Heroin Kills You: Bay Village Forum Delivers Powerful Message

DSC_4285-1Heroin kills you. And it is here in the suburbs.

That is the message Cuyahoga County Common Pleas Judge Michael Astrab brought to Bay Village two weeks ago at his “Heroin in the Suburbs’ Forum held at Bay Village Library.

“Make no mistake, it’s an epidemic,” Astrab said. “I can do what I can as a judge from the bench, but by the time a user gets to my courtroom, it’s often too late. As a community, we need to do more to prevent people from using heroin in the first place.”


Judge Astrab

The  goal of Judge Astrab’s forum was to raise awareness of the heroin epidemic, and inform parents how to keep their families safe.

“This is an epidemic. For anyone to suggest otherwise is naive,” said Astrab.

“Bay Village is not immune. It is here,” added Chief of Police Mark Spaetzel.

Prescription painkillers are often the gateway drug to heroin. When painkillers become hard to find, users look to the streets and find  heroin suppliers. Surprisingly, deadly doses of heroin can be scored  for as little as lunch money – $20!

Once a user even tries  heroin, it is too late for some. The addiction is immediately bigger than they they are.


Dr. Joan Papp

Astrab shared some startling perceptions. “Any of you here who are in real estate or have a home for sale, hide your prescription medicines. There are people out there who go to real estate open houses only to look for meds.”

Some kids, he said, host “pharm parties,” where admission is a pill from a home medicine cabinet. Guests then take an unlabeled pill – it could be an antibiotic, a blood pressure med or an opiate – as part of the party plan.

Prevention is the best defense.  “Finding out your kid is on drugs is the worst thing that can happen until the day comes when the worst thing that can happen does happen. And that is the day your child doesn’t comes home.” said Robert Brandt of Robbie’s Voice – a drug prevention organization dedicated to his late son. The night Robbie died, he placed three phone calls looking for help to stay sober, including one to his AA sponsor. He got an answering machine each time before he OD’d.


Bay Village Police Chief Mark Spaetzel

“After Robby died, my wife and I sat down and just said, ‘What could we have done differently?” That question prompted the start of, www.Robby’sVoice.com. “Simply put, the key to winning the war against addiction lies within the efforts of the community. Law enforcement cannot arrest their way to victory, we must take our communities back through education, awareness and prevention,” said Brandt.

Heroin killed approximately 200 people in Cuyahoga County in 2013. The majority of those deaths were in the suburbs.  Heroin took more lives in 2013 than homicides or car accidents.


Dr. Sroka

Other expert panelists include defense attorney Jim Jenkins, Dr. Joan Papp from Project DAWN, Cuyahoga County Opiate Task Force chair Vince Caraffi, and Dr. Stephen Sroka.

Dr. Papp spoke on the emergence of a heroin antidote  – Naloxone. Also known as Narcan, it is  a medication that can reverse an overdose that is caused by an opioid drug. When administered during an overdose, naloxone blocks the effects of opioids on the brain and restores breathing within two to eight minutes. (Heroin deaths typically result because the victim stops breathing), Naloxone has been used safely by emergency medical professionals for more than 40 years and has only one function: to reverse the effects of opioids on the brain and respiratory system in order to prevent death. “Everyone involved in these forums has one goal – prevent at least one person from being hurt by heroin,” Astrab said. “If we can do that, this effort will absolutely be worth it.”


Robert Brandt

“This room is full, but it is a small room,” said host Kathy Winzig. “There is so much more that needs to be done.”

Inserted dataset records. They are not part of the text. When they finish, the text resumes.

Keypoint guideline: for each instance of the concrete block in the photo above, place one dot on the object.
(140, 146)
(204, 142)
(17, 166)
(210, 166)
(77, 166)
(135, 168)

Dr. Sroka said everyone has the power to make a difference.  “Denial is huge.  You can’t say, ‘It’s not in my community’ anymore.  You should be prepared.  There’s not a person here this can’t happen to.”

“There probably isn’t a family you don’t know that hasn’t been touched by this,” said Chief Spaetzel.

The biggest message: PREVENTION. Addiction is bigger than most people.